Through seminars, training and the integration of local knowledge, farmers are adapting their land management practices in consideration of weather forecasts. For instance, in a season where rainfall is projected to be lower than average, farmers substituted maize for soyabeans or sesame due to their lower water requirements. Predicting the onset date of the rainy season can help farmers avoid losing their seedlings due to early planting — a key piece of climate information.

Given that agriculture is both a cause and a casualty of climate change, climate-smart interventions can also help farmers reduce their own carbon footprints. In Tanzania, our research has shown that biogas digesters have helped farmers significantly reduce firewood and charcoal use.

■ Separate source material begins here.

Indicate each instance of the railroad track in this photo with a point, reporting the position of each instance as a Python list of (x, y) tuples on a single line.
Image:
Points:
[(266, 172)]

At the same time, they provide an effective fertiliser and insect repellent.

African soils are among the most degraded in the world, due to decades of farming without replacing nutrients.

Biogas digesters help farmers produce their own fertiliser, so that they can reduce climate risk by retaining moisture during drier times and capture carbon from the atmosphere, reducing greenhouse gas emissions.

Farmers have been able to generate up to six times their usual income from boosted output since the introduction of biogas.

Climate-smart agriculture helps to de-risk agricultural lending and insurance by making climate-related crop failures and other risks less likely to occur or less severe when they do occur.

There is now the emergence of climate-smart financial products, such as F3 Life operating in east Africa, providing farmers with lower interest rates for credit, if they use climate-smart agriculture to protect them from climate related risks — the more climate smart they are, the better the terms of the loan.

Similarly, Rabobank and UN Environment recently launched a new $1bn facility to finance sustainable agriculture using a combination of public and private funding.

The facility will provide grants, de-risking instruments and credit for sustainable agricultural production.

This is exactly the type of private sector-led effort that is needed to promote investment in African agriculture through climate-smart agriculture which can help lower interest rates and insurance premiums, provide safer economic returns and produce a more consistent supply of food.

Climate change is one of the greatest threats to agriculture and, by extension, one of the greatest threats to African economies. By using science to guide investment decisions in climate-smart agriculture, we can de-risk farming to help promote the much-needed investment in African agriculture, despite the mounting challenges a warming world presents.

Evan Girvetz is a senior scientist at the International Center for Tropical  Agriculture (CIAT).